Getting ready for the season
Even though the calendar today reads that we are already into March and should be thinking about heading out to the fields, I don’t think we’re there yet. But ready for spring planting or not, at the Green Farmstead, I have discovered the need for one essential, very vital, absolutely crucial spring time item.
I don’t know how my folks farmed without it, but they managed. Of course, one must realize that my parents had plenty of binder twine, dad’s ever present red handkerchief, lots of corn cobs, several old used milking machine inflations, and a tin full of udder balm around to do the job in case of an emergency.
Best Fixer upper ever
Today’s progressive farmers, like the Green boys, aren’t so lucky. Whenever one of my fellows needs a quick- fix item to patch something up in a hurry, they run for the house and steal it right out of my junk drawer. What is this precious item? None other than the best fixer-upper product ever invented for country folk—what we affectionately call—DUCT TAPE!
Duct tape to the rescue
I shudder to think about how many rolls of new duct tape I have purchased over the years.

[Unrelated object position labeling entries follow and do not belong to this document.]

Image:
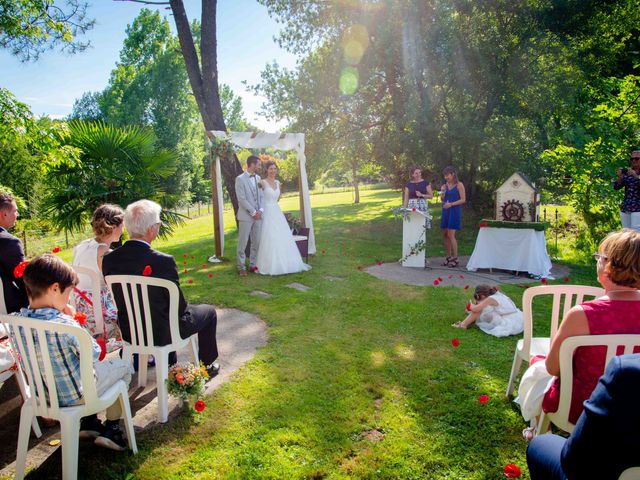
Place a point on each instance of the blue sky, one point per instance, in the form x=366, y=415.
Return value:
x=245, y=44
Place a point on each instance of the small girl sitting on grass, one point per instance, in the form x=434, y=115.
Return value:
x=49, y=282
x=493, y=312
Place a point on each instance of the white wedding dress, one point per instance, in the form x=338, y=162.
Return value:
x=277, y=252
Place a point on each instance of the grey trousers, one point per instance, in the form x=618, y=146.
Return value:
x=248, y=229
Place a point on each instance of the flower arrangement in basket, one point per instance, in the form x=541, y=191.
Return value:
x=186, y=381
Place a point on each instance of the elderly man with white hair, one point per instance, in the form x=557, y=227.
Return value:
x=136, y=257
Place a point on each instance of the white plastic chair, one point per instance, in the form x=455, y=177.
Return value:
x=37, y=402
x=616, y=345
x=632, y=473
x=4, y=376
x=565, y=296
x=135, y=306
x=95, y=295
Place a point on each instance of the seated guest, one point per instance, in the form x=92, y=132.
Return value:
x=605, y=441
x=617, y=312
x=49, y=282
x=142, y=221
x=107, y=224
x=11, y=254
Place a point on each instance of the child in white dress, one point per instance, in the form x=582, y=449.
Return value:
x=493, y=312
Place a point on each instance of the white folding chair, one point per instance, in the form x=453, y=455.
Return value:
x=615, y=344
x=95, y=295
x=4, y=376
x=135, y=292
x=565, y=296
x=43, y=400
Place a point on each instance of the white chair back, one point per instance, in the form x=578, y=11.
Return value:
x=28, y=335
x=615, y=345
x=564, y=298
x=135, y=291
x=96, y=295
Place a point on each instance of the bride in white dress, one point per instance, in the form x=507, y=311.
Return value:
x=277, y=253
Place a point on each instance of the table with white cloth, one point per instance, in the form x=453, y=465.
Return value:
x=518, y=249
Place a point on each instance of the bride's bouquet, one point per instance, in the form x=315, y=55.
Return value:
x=186, y=381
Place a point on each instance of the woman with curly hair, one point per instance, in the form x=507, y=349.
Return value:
x=107, y=223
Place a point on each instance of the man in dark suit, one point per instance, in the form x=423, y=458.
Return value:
x=136, y=257
x=606, y=440
x=11, y=254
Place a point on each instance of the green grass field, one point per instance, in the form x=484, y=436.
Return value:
x=359, y=378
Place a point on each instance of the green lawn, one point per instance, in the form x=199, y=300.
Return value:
x=343, y=359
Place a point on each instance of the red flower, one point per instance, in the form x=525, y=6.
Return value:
x=512, y=471
x=18, y=272
x=200, y=406
x=80, y=317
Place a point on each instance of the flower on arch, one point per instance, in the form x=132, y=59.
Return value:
x=18, y=272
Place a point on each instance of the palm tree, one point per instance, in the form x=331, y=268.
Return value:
x=107, y=164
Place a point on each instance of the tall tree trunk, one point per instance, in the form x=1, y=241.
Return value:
x=203, y=77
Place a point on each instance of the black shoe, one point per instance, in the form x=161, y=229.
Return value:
x=112, y=438
x=213, y=370
x=90, y=427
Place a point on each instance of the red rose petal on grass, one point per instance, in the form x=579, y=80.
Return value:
x=18, y=272
x=80, y=317
x=512, y=471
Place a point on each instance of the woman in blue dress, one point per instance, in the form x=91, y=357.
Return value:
x=453, y=197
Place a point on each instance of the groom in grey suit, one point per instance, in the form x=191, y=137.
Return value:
x=250, y=208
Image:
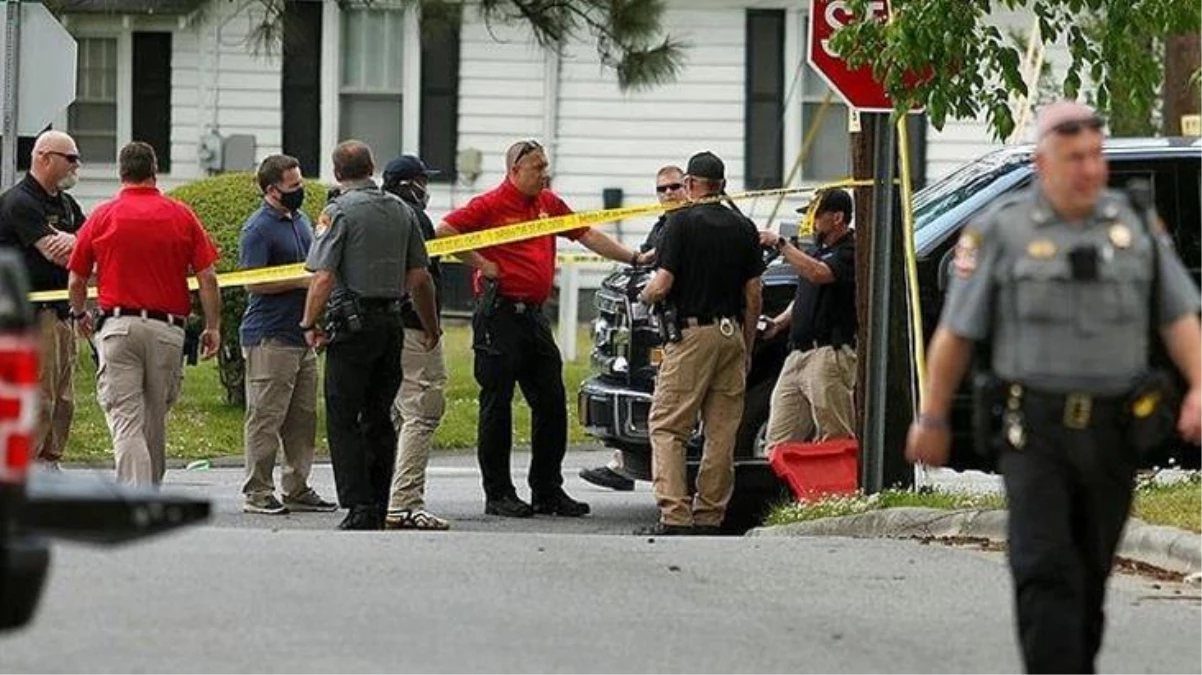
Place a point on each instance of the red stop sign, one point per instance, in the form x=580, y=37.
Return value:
x=857, y=87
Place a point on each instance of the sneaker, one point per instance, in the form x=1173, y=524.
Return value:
x=665, y=530
x=509, y=506
x=606, y=477
x=418, y=519
x=265, y=506
x=559, y=503
x=309, y=501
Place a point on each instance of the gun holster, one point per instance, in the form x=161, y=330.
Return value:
x=1152, y=411
x=670, y=323
x=343, y=315
x=988, y=406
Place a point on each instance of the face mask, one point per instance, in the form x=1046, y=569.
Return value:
x=69, y=181
x=292, y=201
x=417, y=193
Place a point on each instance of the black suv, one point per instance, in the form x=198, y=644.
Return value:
x=614, y=401
x=35, y=505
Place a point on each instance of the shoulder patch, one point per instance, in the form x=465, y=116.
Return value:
x=323, y=223
x=968, y=250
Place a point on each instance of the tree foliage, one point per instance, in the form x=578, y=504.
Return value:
x=965, y=66
x=626, y=33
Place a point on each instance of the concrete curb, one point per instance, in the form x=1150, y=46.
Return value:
x=1168, y=548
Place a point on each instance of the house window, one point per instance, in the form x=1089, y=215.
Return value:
x=763, y=113
x=91, y=118
x=440, y=89
x=826, y=121
x=372, y=79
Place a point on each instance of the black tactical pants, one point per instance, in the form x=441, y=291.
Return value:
x=1069, y=493
x=362, y=377
x=511, y=347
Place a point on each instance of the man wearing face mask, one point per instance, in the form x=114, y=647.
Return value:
x=40, y=219
x=421, y=400
x=814, y=394
x=281, y=369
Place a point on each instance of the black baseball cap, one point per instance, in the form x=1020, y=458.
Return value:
x=831, y=201
x=706, y=165
x=406, y=167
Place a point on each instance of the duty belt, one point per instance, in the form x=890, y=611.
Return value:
x=1075, y=410
x=725, y=323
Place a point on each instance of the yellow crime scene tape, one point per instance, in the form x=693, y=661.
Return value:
x=505, y=234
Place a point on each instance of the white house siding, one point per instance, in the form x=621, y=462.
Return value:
x=212, y=69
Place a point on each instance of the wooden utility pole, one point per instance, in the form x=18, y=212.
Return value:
x=1183, y=58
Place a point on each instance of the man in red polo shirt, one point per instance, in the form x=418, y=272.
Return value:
x=512, y=339
x=142, y=246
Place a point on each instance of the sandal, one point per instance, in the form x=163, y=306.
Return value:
x=420, y=519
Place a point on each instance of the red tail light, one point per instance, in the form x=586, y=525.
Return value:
x=19, y=400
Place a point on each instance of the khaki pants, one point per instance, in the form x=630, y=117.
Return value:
x=281, y=410
x=141, y=368
x=416, y=412
x=814, y=394
x=58, y=357
x=703, y=372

It’s a lot; let me assure you. Because the Green Boys come into the house, grab my brand new roll of tape, use about half of it, and naturally, don’t return it. Then, when I need some duct tape, I have to go hunting all over the farm for it. When I finally find it, my new roll of tape has turned all yukky and grimy and I end up throwing it away. So, another trip to town for ma to buy some more tape and oh my, listen to what I did next.
Sure-fire cure for tape stealers
I decided to be real, real kind and buy my guys their own personal rolls of duct tape. I even wrote their names on the tape rolls with permanent black marker and then placed the rolls inside their tractor cabs. I thought by doing this kind gesture that they would have their own private stash of the precious stuff and leave mine alone. Ha!
Guess what happened? My kind gesture didn’t do me one bit of good because they still came and stole mine! Believe it or not, the boys had the audacity to tell me that they couldn’t find theirs. Humpf! However, never let it be said that I didn’t keep on trying.
Another remedy for the situation
Late last fall, I thought I had definitely hit upon the ultimate deterrent for duct tape robbery. I cunningly bought duct tape in every color of the rainbow except for gray. Sorry to say, it didn’t deter them for a minute. The hombres still stole it out of my junk drawer.
I must say, though, that the patch jobs around our place are rather colorful now. Glaring orange, luminous yellow, passionate purple and even bright, bright pink against JD green is a sight to behold! Come and take a look when you have time.
Ultimate solution for the problem
There seems to be only one solution for this tape stealing problem at the Green Farm. As the famous crime solving sleuth would say, “The answer to your problem, Janie girl, is quite Elementary.” Just move the duct tape to a new hiding spot where the rascals can’t find it. Right on, Sherlock!